/deepspeech-server

A testing server for a speech to text service based on mozilla deepspeech

Primary LanguagePythonMozilla Public License 2.0MPL-2.0

DeepSpeech Server

This is an http server that can be used to test the mozilla DeepSpeech project. You need an environment with DeepSpeech and a model to run this server.

Installation

You first need to install deepspeech. Depending on your system you can use the CPU package:

pip3 install deepspeech

Or the GPU package:

pip3 install deepspeech-gpu

Then you can install the deepspeech server:

python3 setup.py install   

The server is also available on pypi, so you can install it with pip:

pip3 install deepspeech-server

Note that python 3.5 is the minimum version required to run the server.

Starting the server

deepspeech-server --config config.json

You can use deepspeech without training a model yourself. Pre-trained models are provided by Mozilla in the release page of the project (See the download section at the bottom):

https://github.com/mozilla/DeepSpeech/releases

### Server configuration

The configuration is done with a json file, provided with the "--config" argument. Its structure is the following one:

{
  "deepspeech": {
    "model" :"model.pb",
    "alphabet": "alphabet.txt",
    "lm": "lm.binary",
    "trie": "trie"
  },
  "server": {
    "http": {
      "request_max_size": 1048576
    }
  }
}

The configuration file contains several sections and sub-sections.

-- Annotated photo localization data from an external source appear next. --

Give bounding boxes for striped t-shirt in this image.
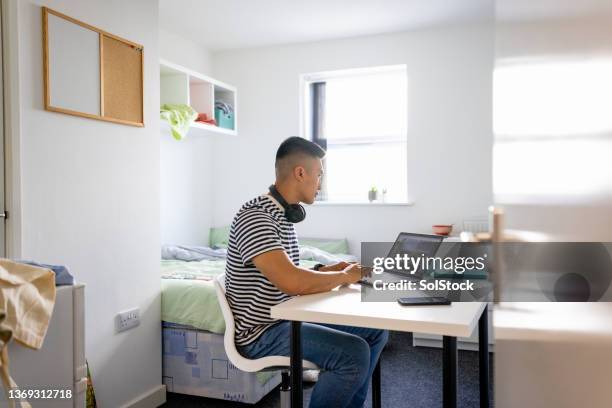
[225,194,299,346]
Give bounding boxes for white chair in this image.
[214,273,318,406]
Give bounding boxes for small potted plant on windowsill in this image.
[368,186,378,203]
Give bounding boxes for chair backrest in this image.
[214,273,246,370]
[214,273,318,373]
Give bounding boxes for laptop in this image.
[359,232,444,285]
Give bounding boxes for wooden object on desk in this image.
[42,7,144,127]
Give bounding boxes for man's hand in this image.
[341,263,371,285]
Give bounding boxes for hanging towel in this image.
[0,312,32,408]
[0,259,56,408]
[0,259,56,350]
[160,104,197,140]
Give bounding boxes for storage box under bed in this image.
[162,324,281,404]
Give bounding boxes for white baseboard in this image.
[121,384,166,408]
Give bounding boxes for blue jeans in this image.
[238,322,389,408]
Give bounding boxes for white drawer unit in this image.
[413,303,494,351]
[0,284,86,407]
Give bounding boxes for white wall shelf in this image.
[160,59,237,136]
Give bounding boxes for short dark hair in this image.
[275,137,326,165]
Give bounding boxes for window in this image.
[302,65,408,203]
[493,59,612,202]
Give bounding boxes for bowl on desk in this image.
[432,224,453,236]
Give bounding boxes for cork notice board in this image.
[43,7,144,127]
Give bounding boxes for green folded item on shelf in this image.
[160,104,197,140]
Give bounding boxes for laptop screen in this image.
[385,232,444,277]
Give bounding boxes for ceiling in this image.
[159,0,492,51]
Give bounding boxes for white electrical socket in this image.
[116,308,140,333]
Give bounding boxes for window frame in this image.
[299,65,412,205]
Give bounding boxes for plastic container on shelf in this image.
[214,107,234,130]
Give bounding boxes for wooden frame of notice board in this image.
[42,7,144,127]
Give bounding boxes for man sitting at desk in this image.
[225,136,388,408]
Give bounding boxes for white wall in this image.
[159,28,214,246]
[211,24,494,254]
[494,12,612,240]
[13,1,162,406]
[159,28,212,75]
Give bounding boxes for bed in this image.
[161,228,355,403]
[161,258,320,334]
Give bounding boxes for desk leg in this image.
[372,359,381,408]
[290,321,303,408]
[479,305,490,408]
[443,336,457,408]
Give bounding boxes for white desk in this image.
[494,302,612,342]
[494,303,612,408]
[270,284,489,408]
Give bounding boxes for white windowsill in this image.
[311,201,414,207]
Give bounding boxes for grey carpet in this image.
[162,331,494,407]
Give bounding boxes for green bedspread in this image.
[161,259,319,333]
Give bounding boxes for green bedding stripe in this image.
[161,279,226,333]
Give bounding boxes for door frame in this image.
[1,0,22,258]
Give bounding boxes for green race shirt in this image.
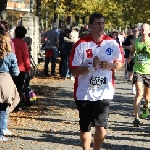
[134,37,150,74]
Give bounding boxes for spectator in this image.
[0,20,20,141]
[11,26,30,111]
[58,27,66,76]
[62,27,79,80]
[42,23,59,77]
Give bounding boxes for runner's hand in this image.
[93,55,100,69]
[100,61,109,69]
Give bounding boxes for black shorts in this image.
[133,72,150,88]
[127,59,134,72]
[75,100,111,132]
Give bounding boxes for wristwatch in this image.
[87,64,95,72]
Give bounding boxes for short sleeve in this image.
[69,41,83,69]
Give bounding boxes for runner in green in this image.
[130,23,150,127]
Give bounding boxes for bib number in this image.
[89,76,107,89]
[137,54,148,63]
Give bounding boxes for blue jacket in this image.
[0,52,20,76]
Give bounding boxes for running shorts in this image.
[75,99,111,132]
[133,72,150,88]
[127,58,134,72]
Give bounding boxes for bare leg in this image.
[80,131,91,150]
[143,86,150,107]
[124,60,127,78]
[128,71,133,81]
[93,126,106,150]
[134,82,143,118]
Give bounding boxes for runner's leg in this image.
[134,81,143,118]
[141,79,150,119]
[80,131,91,150]
[93,126,106,150]
[143,86,150,107]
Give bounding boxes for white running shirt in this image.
[70,34,124,101]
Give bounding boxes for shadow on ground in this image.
[13,130,81,146]
[102,142,150,150]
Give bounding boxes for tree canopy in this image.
[5,0,150,30]
[39,0,150,29]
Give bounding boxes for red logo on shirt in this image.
[86,49,93,58]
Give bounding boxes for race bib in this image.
[137,54,148,63]
[89,76,107,89]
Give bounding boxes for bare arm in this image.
[129,40,136,58]
[107,62,123,70]
[71,66,89,76]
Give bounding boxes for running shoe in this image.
[141,105,149,119]
[133,118,141,127]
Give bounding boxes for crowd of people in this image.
[41,23,80,80]
[0,11,150,150]
[0,20,31,141]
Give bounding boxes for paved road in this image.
[0,68,150,150]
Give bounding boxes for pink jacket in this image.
[11,38,30,72]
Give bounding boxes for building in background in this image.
[7,0,30,12]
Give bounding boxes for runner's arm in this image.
[129,40,136,58]
[107,62,123,70]
[71,66,89,76]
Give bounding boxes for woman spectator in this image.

Section "deepspeech" contains configuration of the deepspeech engine:

model is the protobuf model that was generated by deepspeech

alphabet is the alphabet dictionary (as available in the "data" directory of the DeepSpeech sources).

lm is the language model.

trie is the trie file.

Section "server" contains configuration of the access part, with on subsection per protocol:

http configuration:

request_max_size (default value: 1048576, i.e. 1MiB) is the maximum payload size allowed by the server. A received payload size above this threshold will return a "413: Request Entity Too Large" error.

host (default value: "0.0.0.0") is the listen address of the http server.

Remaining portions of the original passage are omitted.